Dr. Javitch is currently Professor of Psychiatry and Pharmacology in the Center for Molecular Recognition and in Physiology and Cellular Biophysics at the Columbia University College of Physicians and Surgeons and Director of the Division of Molecular Therapeutics at the New York State Psychiatric Institute. His laboratory focuses on understanding the structure, function, and regulation of G-protein coupled receptors and neurotransmitter transporters.

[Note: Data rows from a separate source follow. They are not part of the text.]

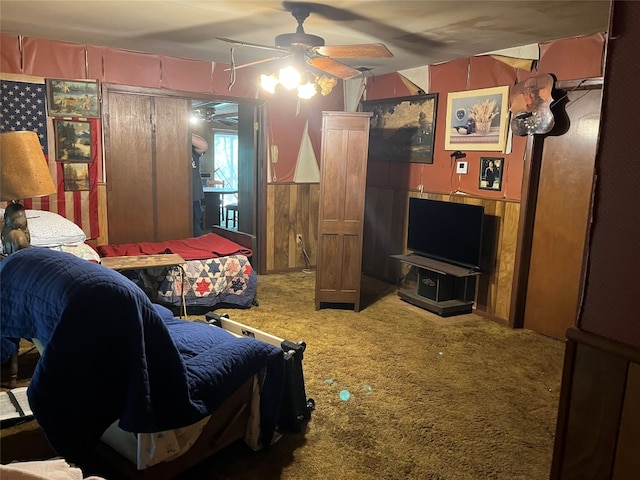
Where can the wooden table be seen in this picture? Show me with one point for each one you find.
(142, 262)
(213, 203)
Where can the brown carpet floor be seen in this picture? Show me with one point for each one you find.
(431, 398)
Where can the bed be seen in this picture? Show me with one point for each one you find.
(217, 272)
(113, 359)
(53, 231)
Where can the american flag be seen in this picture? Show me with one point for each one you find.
(23, 107)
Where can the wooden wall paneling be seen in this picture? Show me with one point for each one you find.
(506, 258)
(301, 202)
(592, 424)
(172, 168)
(302, 223)
(270, 229)
(292, 227)
(345, 142)
(562, 215)
(129, 155)
(627, 460)
(281, 201)
(103, 224)
(314, 209)
(397, 233)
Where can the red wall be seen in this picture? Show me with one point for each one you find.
(287, 116)
(568, 59)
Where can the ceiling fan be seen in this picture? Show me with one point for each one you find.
(311, 49)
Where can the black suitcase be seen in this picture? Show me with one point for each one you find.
(296, 407)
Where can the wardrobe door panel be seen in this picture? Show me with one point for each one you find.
(173, 206)
(129, 169)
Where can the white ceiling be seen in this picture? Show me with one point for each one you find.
(417, 32)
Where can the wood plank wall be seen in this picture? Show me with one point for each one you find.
(293, 209)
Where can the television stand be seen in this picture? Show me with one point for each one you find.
(441, 287)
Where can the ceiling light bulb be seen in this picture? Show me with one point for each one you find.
(289, 78)
(269, 82)
(307, 90)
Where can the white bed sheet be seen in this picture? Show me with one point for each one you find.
(148, 449)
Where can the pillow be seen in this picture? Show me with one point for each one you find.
(49, 229)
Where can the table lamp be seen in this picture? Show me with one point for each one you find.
(24, 173)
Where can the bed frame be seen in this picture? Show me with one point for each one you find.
(245, 239)
(228, 423)
(226, 426)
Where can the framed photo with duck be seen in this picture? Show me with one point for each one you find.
(491, 173)
(72, 98)
(73, 141)
(477, 119)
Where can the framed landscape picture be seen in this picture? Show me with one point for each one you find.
(72, 98)
(73, 141)
(76, 177)
(491, 173)
(402, 129)
(477, 119)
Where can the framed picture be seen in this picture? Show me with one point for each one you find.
(491, 173)
(76, 177)
(402, 129)
(73, 141)
(477, 119)
(72, 98)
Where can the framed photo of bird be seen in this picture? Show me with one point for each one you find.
(477, 119)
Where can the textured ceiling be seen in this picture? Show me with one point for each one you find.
(417, 32)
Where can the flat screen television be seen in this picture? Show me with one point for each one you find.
(446, 231)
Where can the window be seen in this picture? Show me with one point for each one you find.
(225, 161)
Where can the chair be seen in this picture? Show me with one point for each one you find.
(218, 184)
(231, 215)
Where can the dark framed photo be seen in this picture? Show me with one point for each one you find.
(491, 173)
(72, 98)
(76, 177)
(402, 129)
(73, 141)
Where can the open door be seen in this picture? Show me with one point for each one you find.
(559, 208)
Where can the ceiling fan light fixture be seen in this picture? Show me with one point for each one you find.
(307, 90)
(269, 82)
(290, 77)
(326, 84)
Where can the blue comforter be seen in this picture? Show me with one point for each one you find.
(111, 354)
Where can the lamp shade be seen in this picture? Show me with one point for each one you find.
(24, 172)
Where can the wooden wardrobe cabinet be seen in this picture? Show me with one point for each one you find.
(345, 143)
(148, 167)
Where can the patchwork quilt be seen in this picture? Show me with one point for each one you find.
(111, 354)
(206, 283)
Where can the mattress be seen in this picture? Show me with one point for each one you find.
(147, 449)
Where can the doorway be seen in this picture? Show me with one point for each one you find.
(560, 213)
(217, 122)
(154, 175)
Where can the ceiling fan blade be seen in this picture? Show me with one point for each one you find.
(252, 45)
(333, 67)
(363, 50)
(257, 62)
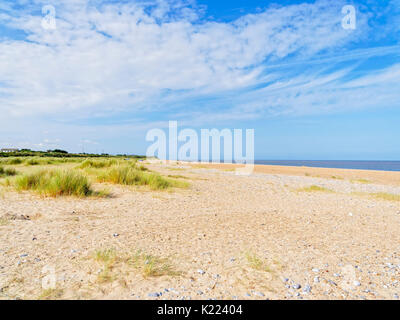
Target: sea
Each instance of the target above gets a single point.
(341, 164)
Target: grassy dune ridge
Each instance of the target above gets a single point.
(55, 183)
(69, 180)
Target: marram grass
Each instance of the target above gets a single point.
(8, 172)
(55, 183)
(129, 175)
(97, 164)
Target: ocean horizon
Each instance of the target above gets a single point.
(337, 164)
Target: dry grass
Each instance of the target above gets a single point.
(55, 183)
(153, 266)
(314, 188)
(177, 176)
(51, 294)
(4, 221)
(257, 263)
(148, 265)
(130, 175)
(8, 172)
(98, 164)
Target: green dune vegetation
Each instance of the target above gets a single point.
(55, 183)
(58, 176)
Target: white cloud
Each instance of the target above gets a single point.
(113, 57)
(107, 60)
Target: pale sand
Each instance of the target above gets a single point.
(213, 226)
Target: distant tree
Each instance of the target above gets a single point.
(58, 151)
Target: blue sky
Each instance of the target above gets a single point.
(112, 70)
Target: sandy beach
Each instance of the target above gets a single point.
(280, 233)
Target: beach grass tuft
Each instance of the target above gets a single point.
(129, 175)
(8, 172)
(55, 183)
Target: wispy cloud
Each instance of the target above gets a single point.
(109, 59)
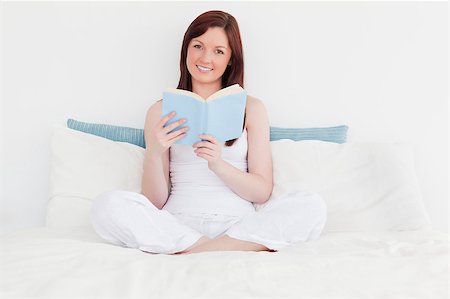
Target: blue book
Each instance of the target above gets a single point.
(220, 115)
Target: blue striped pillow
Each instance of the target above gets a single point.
(136, 136)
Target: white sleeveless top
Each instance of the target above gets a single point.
(196, 189)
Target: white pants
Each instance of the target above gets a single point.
(129, 219)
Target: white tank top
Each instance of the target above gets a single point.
(196, 189)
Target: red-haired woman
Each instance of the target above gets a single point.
(200, 197)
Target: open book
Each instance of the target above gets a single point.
(220, 115)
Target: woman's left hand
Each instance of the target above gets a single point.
(210, 149)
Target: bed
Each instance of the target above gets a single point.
(378, 241)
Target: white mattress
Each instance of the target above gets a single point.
(46, 263)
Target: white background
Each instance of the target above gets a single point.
(379, 67)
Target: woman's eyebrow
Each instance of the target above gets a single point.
(216, 47)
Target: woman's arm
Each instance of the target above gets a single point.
(255, 185)
(155, 179)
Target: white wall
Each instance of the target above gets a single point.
(379, 67)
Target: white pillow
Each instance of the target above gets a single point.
(367, 186)
(83, 166)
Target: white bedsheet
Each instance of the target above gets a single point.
(46, 263)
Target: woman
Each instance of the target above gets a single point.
(200, 198)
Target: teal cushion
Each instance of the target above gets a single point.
(136, 136)
(116, 133)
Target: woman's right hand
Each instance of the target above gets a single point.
(158, 138)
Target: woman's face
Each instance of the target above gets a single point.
(208, 56)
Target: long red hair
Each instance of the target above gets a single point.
(234, 73)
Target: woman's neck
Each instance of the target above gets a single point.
(205, 90)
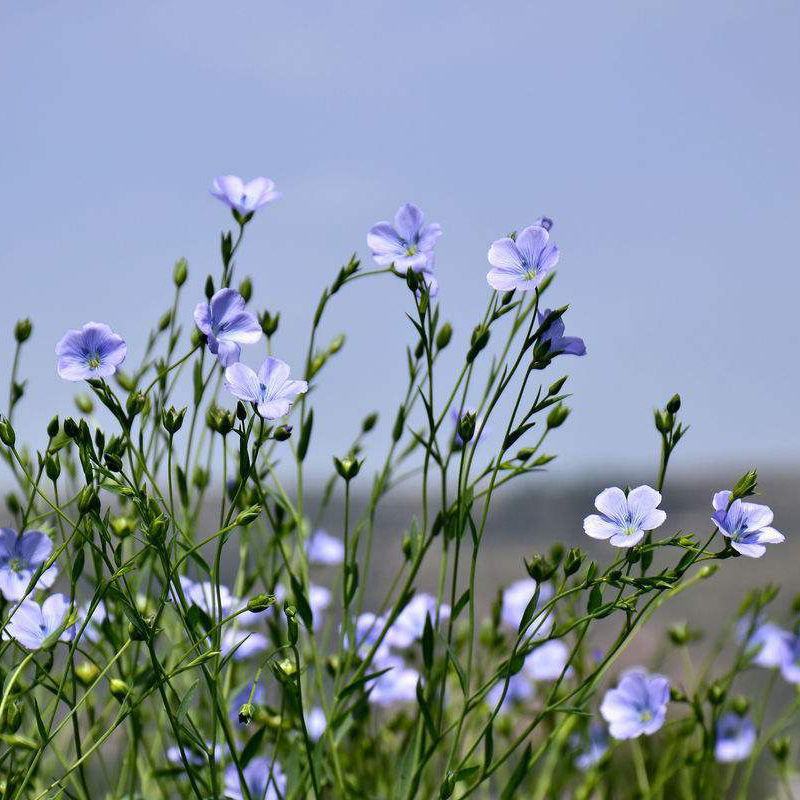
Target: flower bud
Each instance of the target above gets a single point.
(780, 749)
(246, 289)
(180, 272)
(118, 688)
(246, 712)
(741, 704)
(573, 561)
(674, 404)
(347, 468)
(249, 515)
(539, 568)
(135, 404)
(23, 330)
(261, 602)
(88, 500)
(369, 422)
(716, 694)
(52, 466)
(444, 336)
(7, 435)
(466, 426)
(557, 416)
(172, 419)
(282, 433)
(664, 421)
(269, 324)
(87, 672)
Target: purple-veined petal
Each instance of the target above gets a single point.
(599, 527)
(408, 221)
(504, 255)
(613, 503)
(242, 382)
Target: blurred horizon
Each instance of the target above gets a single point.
(660, 137)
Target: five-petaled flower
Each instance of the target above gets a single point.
(227, 325)
(246, 198)
(407, 243)
(736, 736)
(21, 556)
(624, 520)
(553, 336)
(32, 624)
(638, 705)
(94, 351)
(269, 389)
(522, 263)
(747, 525)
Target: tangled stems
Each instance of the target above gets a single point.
(278, 686)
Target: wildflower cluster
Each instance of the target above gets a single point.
(176, 623)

During the last five years his group has begun to map, for the first time, the transmembrane interfaces of dopamine D2 receptor homo-oligomers in the plasma membrane and has identified conformational changes at the interface that determine receptor activation. More recently his group has demonstrated that phosphorylation of the amino-terminus of the dopamine transporter is essential for amphetamine-mediated reverse transport of dopamine, and he and his collaborators have begun to elucidate the molecular mechanisms that govern this regulation. He is now pursuing studies in knock-in mice and transgenic flies to explore these mechanisms in a physiological context. His laboratory is also taking direct structural approaches to studying the structure and dynamics of bacterial transporter homologues of the human neurotransmitter transporters.